The alert at the start of Women’s Month comes from attorney Karen Coetzer, head of BJM Trust, a subsidiary of BJM Private Clients, a financial advisory business focused on the needs of high net worth individuals.
She says it’s a mistake to believe only unsophisticated women in lower income groups are left in need when a partner dies.
“I know of a case where a recently bereaved widow confesses she does not know where any of the assets are,” says Coetzer. “She drives a luxury car, lives in a R6-million home and is highly intelligent and sophisticated.
“But her life revolved around home, children and grandchildren. Financial matters were left to the breadwinner. Looking around for crumbs a month after bereavement can be a shock. But shocking cases like this are by no means rare.”
Some women are reluctant to take on a proactive financial role, even after they’ve been alerted to the dangers of passivity. The fact that women often outlive their life’s partner should be a wake-up call, but often isn’t.
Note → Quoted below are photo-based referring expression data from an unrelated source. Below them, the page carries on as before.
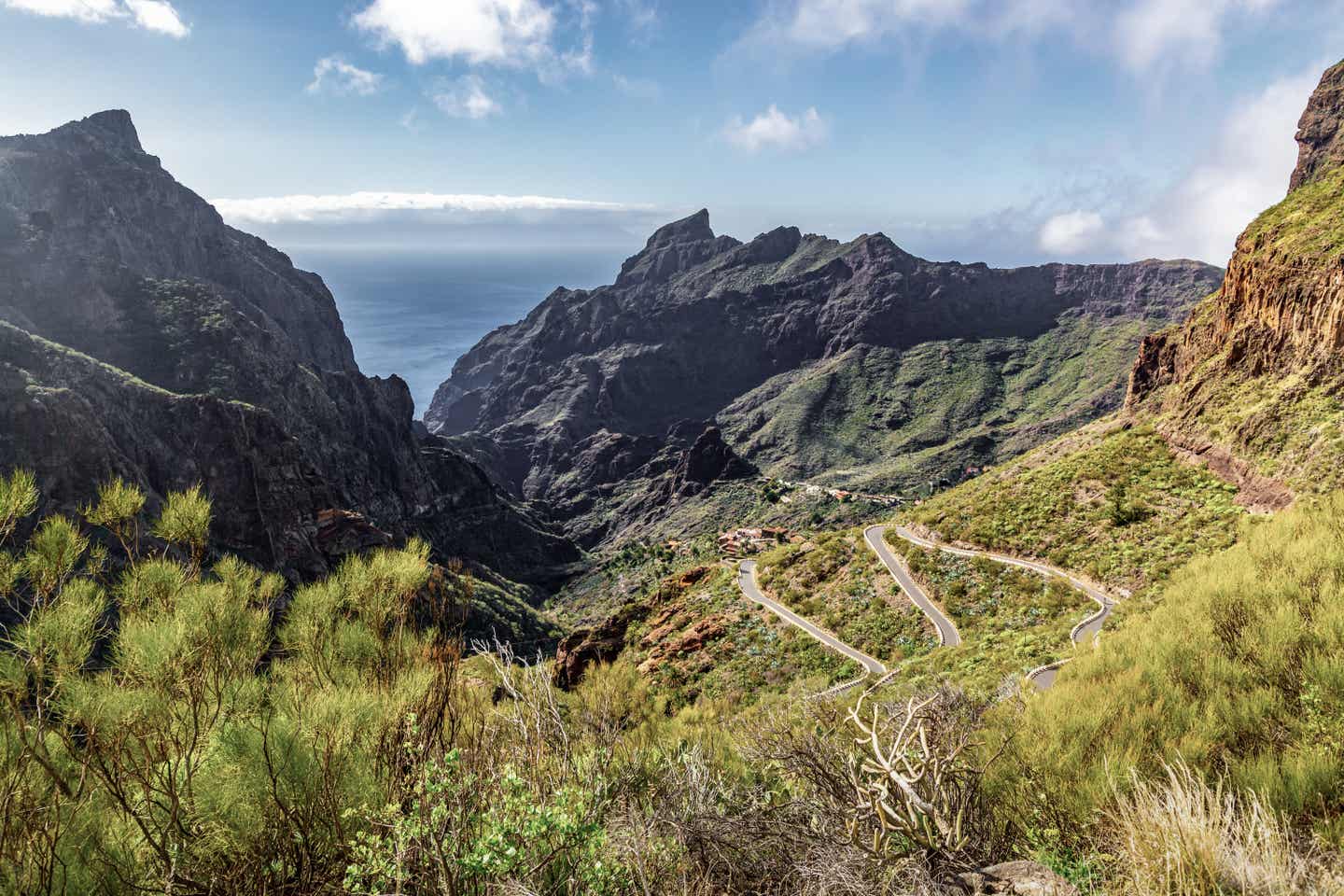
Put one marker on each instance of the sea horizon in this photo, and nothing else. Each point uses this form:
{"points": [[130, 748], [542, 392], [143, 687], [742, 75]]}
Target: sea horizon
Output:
{"points": [[414, 312]]}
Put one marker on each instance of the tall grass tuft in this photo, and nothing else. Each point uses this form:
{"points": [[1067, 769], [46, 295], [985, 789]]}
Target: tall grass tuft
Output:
{"points": [[1183, 837]]}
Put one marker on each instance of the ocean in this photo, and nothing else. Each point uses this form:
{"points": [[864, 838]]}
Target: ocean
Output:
{"points": [[414, 315]]}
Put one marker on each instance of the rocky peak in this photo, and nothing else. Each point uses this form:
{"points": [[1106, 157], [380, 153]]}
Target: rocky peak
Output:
{"points": [[674, 248], [689, 230], [1320, 132], [113, 129]]}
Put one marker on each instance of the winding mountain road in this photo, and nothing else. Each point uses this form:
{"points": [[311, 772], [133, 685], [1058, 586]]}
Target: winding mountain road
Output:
{"points": [[947, 636], [751, 589], [1044, 676]]}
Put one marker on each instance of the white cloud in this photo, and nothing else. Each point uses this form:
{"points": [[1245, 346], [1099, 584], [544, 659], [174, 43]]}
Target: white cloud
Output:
{"points": [[81, 9], [1154, 33], [152, 15], [465, 98], [1071, 232], [369, 204], [1142, 34], [477, 31], [773, 129], [158, 15], [336, 76], [1245, 172]]}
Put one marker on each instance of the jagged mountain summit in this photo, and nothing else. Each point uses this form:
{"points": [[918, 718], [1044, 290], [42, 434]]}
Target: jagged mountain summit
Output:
{"points": [[1252, 381], [857, 361], [143, 337]]}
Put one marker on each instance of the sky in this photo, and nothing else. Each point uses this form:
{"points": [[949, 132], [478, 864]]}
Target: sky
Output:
{"points": [[1001, 131]]}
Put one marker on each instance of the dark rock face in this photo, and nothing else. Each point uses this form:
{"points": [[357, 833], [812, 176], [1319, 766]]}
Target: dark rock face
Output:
{"points": [[590, 387], [1269, 339], [1320, 133], [147, 339]]}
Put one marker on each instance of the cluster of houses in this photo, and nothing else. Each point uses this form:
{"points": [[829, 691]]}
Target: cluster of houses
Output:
{"points": [[746, 540], [842, 495]]}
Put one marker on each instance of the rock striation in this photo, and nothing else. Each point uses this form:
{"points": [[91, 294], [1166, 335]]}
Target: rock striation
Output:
{"points": [[590, 392], [1248, 382], [143, 337]]}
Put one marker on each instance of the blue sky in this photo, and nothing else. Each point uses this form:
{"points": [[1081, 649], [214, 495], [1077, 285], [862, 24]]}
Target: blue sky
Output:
{"points": [[1007, 131]]}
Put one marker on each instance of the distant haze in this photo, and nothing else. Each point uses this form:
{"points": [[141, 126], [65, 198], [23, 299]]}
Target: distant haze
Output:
{"points": [[413, 314]]}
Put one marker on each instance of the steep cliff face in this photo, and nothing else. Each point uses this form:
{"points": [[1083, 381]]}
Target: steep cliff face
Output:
{"points": [[1254, 378], [149, 340], [700, 328], [1320, 133]]}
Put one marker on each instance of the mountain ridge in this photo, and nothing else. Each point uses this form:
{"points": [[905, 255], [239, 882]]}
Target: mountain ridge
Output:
{"points": [[115, 277], [696, 323]]}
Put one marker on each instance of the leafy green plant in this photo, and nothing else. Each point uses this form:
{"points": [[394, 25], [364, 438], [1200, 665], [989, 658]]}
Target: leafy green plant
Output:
{"points": [[185, 522]]}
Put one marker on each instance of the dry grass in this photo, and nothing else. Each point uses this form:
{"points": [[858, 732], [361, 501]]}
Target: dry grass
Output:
{"points": [[1183, 837]]}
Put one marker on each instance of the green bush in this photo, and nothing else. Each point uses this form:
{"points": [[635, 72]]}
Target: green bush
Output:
{"points": [[1237, 669]]}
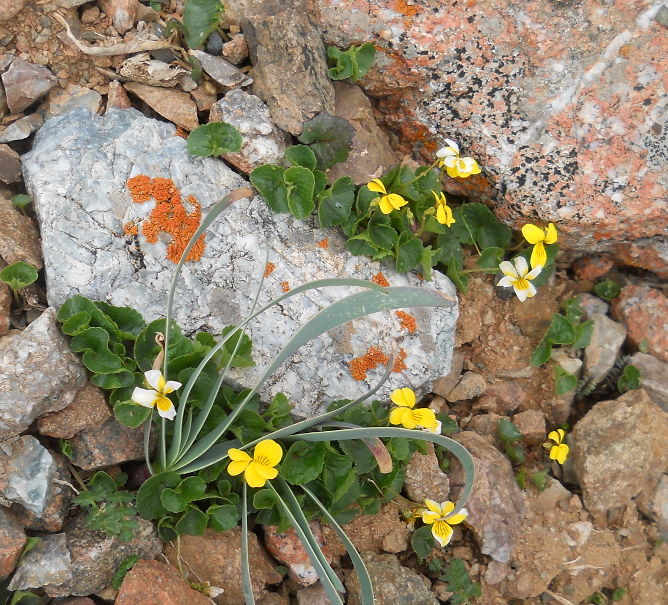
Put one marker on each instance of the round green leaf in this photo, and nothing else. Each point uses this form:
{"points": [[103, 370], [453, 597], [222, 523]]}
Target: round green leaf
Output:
{"points": [[214, 139]]}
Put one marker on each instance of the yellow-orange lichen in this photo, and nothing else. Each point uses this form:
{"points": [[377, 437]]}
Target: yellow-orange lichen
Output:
{"points": [[168, 216], [407, 321], [379, 279]]}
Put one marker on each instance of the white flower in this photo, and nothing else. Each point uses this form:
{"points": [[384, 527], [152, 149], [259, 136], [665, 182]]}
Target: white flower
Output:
{"points": [[158, 395], [519, 277]]}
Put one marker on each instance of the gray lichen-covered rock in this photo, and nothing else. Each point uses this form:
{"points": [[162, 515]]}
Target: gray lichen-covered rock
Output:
{"points": [[48, 562], [96, 557], [26, 471], [620, 450], [38, 374], [496, 505], [77, 173]]}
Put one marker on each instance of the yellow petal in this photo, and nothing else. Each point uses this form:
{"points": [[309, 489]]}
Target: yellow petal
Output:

“Reluctance to be hands-on with finances is not necessarily a problem when substantial wealth has built up,” says Coetzer. “Trust structures can be developed to ensure continuing income and other provision, with very little day-by-day involvement by the woman concerned.
“Even in cases like this, a woman should at least ensure she is conversant with the trust deed and that the wording is sufficiently flexible to allow trustees to make adjustments when changes occur in the financial, legal and taxation landscape.”
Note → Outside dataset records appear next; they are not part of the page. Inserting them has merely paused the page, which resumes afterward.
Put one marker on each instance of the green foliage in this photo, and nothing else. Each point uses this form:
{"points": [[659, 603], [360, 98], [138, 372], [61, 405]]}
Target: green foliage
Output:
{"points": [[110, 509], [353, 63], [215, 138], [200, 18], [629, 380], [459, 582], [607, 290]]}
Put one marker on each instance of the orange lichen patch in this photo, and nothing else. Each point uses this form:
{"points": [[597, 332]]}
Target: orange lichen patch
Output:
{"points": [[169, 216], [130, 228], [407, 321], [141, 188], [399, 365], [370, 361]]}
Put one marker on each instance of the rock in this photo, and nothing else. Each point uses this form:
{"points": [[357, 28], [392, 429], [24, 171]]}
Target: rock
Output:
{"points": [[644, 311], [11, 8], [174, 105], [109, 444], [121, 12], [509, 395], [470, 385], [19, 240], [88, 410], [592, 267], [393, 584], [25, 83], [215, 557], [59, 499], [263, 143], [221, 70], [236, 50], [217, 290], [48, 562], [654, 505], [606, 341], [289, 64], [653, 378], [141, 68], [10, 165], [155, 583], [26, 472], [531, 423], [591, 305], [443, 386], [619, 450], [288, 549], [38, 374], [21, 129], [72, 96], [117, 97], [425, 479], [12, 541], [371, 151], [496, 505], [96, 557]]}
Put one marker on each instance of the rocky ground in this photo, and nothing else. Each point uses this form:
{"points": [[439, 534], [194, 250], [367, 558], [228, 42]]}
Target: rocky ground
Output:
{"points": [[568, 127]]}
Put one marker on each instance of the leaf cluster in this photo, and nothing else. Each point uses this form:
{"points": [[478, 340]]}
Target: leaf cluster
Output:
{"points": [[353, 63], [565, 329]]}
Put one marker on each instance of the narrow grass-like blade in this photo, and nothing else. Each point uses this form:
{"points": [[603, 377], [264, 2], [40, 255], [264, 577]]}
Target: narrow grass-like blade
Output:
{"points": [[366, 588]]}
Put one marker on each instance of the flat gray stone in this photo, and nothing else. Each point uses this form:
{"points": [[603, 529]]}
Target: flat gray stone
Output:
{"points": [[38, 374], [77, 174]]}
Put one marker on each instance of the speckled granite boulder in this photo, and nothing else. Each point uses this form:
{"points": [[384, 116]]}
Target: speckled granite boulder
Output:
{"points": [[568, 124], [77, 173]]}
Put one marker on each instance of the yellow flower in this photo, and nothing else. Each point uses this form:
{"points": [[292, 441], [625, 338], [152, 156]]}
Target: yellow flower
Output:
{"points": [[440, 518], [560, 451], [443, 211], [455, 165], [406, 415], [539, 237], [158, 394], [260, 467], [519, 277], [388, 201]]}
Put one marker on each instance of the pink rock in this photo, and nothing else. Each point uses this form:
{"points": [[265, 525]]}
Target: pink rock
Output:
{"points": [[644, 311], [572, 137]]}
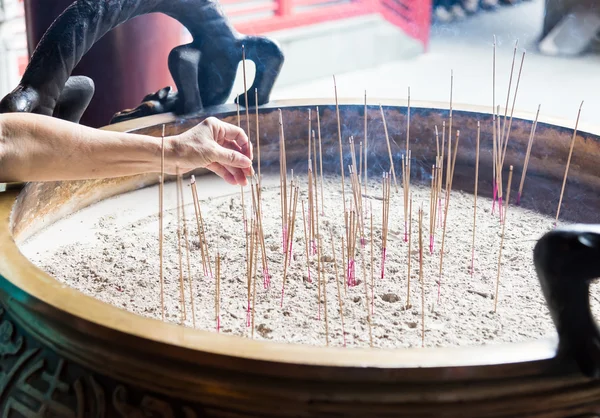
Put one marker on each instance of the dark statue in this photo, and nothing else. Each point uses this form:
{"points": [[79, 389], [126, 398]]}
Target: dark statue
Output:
{"points": [[204, 70]]}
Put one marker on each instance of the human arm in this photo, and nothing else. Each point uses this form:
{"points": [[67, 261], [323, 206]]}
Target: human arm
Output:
{"points": [[40, 148]]}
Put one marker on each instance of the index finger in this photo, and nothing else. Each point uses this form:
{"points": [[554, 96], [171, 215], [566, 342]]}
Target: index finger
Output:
{"points": [[234, 134]]}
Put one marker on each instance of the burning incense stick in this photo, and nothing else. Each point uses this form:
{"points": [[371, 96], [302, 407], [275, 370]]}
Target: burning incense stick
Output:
{"points": [[337, 112], [291, 228], [408, 123], [387, 140], [502, 237], [366, 147], [187, 254], [246, 105], [372, 264], [475, 198], [408, 305], [406, 169], [179, 250], [512, 69], [323, 280], [257, 135], [448, 192], [507, 133], [386, 187], [421, 277], [527, 154], [306, 243], [337, 284], [320, 162], [218, 292], [254, 238], [161, 192], [201, 233], [562, 191], [282, 181]]}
Some women are content when a property is put in their name and husbands assure them this creates long-term security.
“This is a fallacy if this is the sole provision,” says Coetzer. “A spouse’s death may occur during a housing slump. A forced house sale to raise cash depletes value. The widow also faces the distress of down-scaling in a tough housing market. Additional provision avoids the problem.”
Women, from well-to-do or more modest circumstances, are well advised to get involved in financial planning now rather than later.
“Most men see the sense of working on financial matters together,” adds Coetzer. “A husband’s death is not the only eventuality. Alzheimer’s and other health issues could also strike down the husband. A wife then has to take a hand.”
It is usually necessary to draw up a list of assets and debts while establishing where important documents are kept. A regular financial review is also a good idea.
“Women who once refused to get involved often surprise themselves and quite enjoy a more hands-on financial role,” says Coetzer. “There is even some evidence women make better investment strategists than men because they take a long view and don’t get too emotional about short-term setbacks.
“Smart wives usually don’t let on that their husbands are too emotional for long-term money management. The diplomatic way is to say two heads are better than one.”